Para la deteccion de personas no hay nada mejor que los modulos PIR o "infrarojos" tipicos en luces automaticas o sistemas de alarma..

Para saber donde esta simplemente deberias contar el numero de pasos y de giros.

Hay tambien brujulas digitales pero son bastante caras.

Finalmente para la zona de carga deberia ser inteligente o no:

El robot tiene el tipico sensor de TV, que solo da información digital.

El cargador tiene un micro y varios led's apuntando en distintas zonas y solapandose ligeramente.
El micro ilumina y genera un codigo para cada led, cuando esta bien encaminado recibe secuencialmente dos codigos (solape), si solo recibe uno podra rectificar segun el codigo debera ir a la derecha o a la izquierda.

Busca por google codificacion RC5, tipica de los mandos de sony y otros fabricantes.


Tambien puede ser tonto, el cargador podria activar los led a frecuencia distinta, LED1=10Hz y led2=30Hz modulados a 4Khz.
Aunque intuyo que se podria hacer con un cd4060 como oscilador y secuenciador y cd4093 como logica.
El robot simplemente trabajaria como frecuencimetro para determinar derecha izquierda o bien encaminado.


----------



## latino18hvm (Nov 21, 2008)

esta bueno tu aporte, voy a empezar a investigar sobre lo que me acabaste de dar...
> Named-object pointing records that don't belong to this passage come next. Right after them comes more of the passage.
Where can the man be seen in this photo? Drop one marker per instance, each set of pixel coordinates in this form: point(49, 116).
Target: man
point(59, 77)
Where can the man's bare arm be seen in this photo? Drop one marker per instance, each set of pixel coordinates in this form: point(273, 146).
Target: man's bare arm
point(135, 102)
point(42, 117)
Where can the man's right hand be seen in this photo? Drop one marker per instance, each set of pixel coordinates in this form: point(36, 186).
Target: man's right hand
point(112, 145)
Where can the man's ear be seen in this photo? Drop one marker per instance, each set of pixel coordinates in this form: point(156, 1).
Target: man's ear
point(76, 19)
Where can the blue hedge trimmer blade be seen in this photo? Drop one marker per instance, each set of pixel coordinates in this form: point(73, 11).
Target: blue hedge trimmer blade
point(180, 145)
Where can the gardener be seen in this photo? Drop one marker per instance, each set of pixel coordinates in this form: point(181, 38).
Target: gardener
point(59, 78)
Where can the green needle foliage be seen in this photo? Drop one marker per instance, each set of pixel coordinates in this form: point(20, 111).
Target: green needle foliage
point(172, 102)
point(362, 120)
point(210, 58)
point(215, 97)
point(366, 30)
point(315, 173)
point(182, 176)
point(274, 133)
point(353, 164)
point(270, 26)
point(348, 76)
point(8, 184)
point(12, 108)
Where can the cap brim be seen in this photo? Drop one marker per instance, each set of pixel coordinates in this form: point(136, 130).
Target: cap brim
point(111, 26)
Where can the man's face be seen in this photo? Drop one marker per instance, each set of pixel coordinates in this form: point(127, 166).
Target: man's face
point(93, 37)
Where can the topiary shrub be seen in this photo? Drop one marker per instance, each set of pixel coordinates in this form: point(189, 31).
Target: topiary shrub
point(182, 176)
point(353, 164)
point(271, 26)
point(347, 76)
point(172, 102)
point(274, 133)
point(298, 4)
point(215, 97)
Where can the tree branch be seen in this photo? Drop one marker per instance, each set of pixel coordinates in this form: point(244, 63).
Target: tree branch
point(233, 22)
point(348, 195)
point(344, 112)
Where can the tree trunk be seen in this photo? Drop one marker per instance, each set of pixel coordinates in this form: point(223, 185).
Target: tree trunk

bueno estoy tratando de hacer por medio de memorias que el robot recuerde cosas tales como donde queda la cocina, etc...
bueno es de tiempo y dedicacion..


----------



## tiopepe123 (Nov 21, 2008)

Mejor utiliza un microcontrolador te sera mas facil para montarlo y depurar.
Tampoco necesitas mucha memoria, todo es cuestion de "comprimir" las trayectorias y añadirle inteligencia


----------



## latino18hvm (Nov 22, 2008)

y como se haria con lo que tu dices 
@tiopepe


----------



## tiopepe123 (Nov 22, 2008)

Por la red hay mucho sobre robots, no me seas vago.
Yo te aconsejaria utilizar un PIC, por ejemplo pic16f876 y un programador barato como un jdm o similar (no apto para portatiles).
Cuando aprendas a programarlo veras que es como una calculadora inteligente y podras hacer lo que quieras, pero ojito, todo eso lleva su tiempo y esfuerzo.

Con memorias algo muy mediocre se puede hacer, pero eso es como queres ir al 1976, dificil , tedioso  mediocre.


----------



## latino18hvm (Nov 23, 2008)

encontre en un telefono at&t un pic y quisisera saber si sirve
lo compre a un reciclador en 1000 pesos jejeje colombianos

es el pic16c57


----------



## Padrino (Dic 12, 2008)

El PIC debes conseguirlo nuevo. Cualquier microcontrolador que consigas de un aparato, seguramente viene bloqueado para su lectura/escritura.


----------



## LordHagen (Dic 12, 2008)

lo mejor es que sea un microcontrolador nuevo, y con suficiente ROM para la escritura del código y de bajo consumo para que el robot tenga autonomía suficiente para realizar la tarea programada. El micro también debe tener una buena interfaz para el manejo de los sensores que uses, y buen manejo de los motores para el movimiento; para esos casos recomiendo un puente H realizado con Mosfets, son mas eficientes que los BJT de potencia.


----------



## latino18hvm (Dic 19, 2008)

Muchas gracias
pero ahora el problema que tengo es que no me decido poor un programador pic, no se cual comprar o construir


----------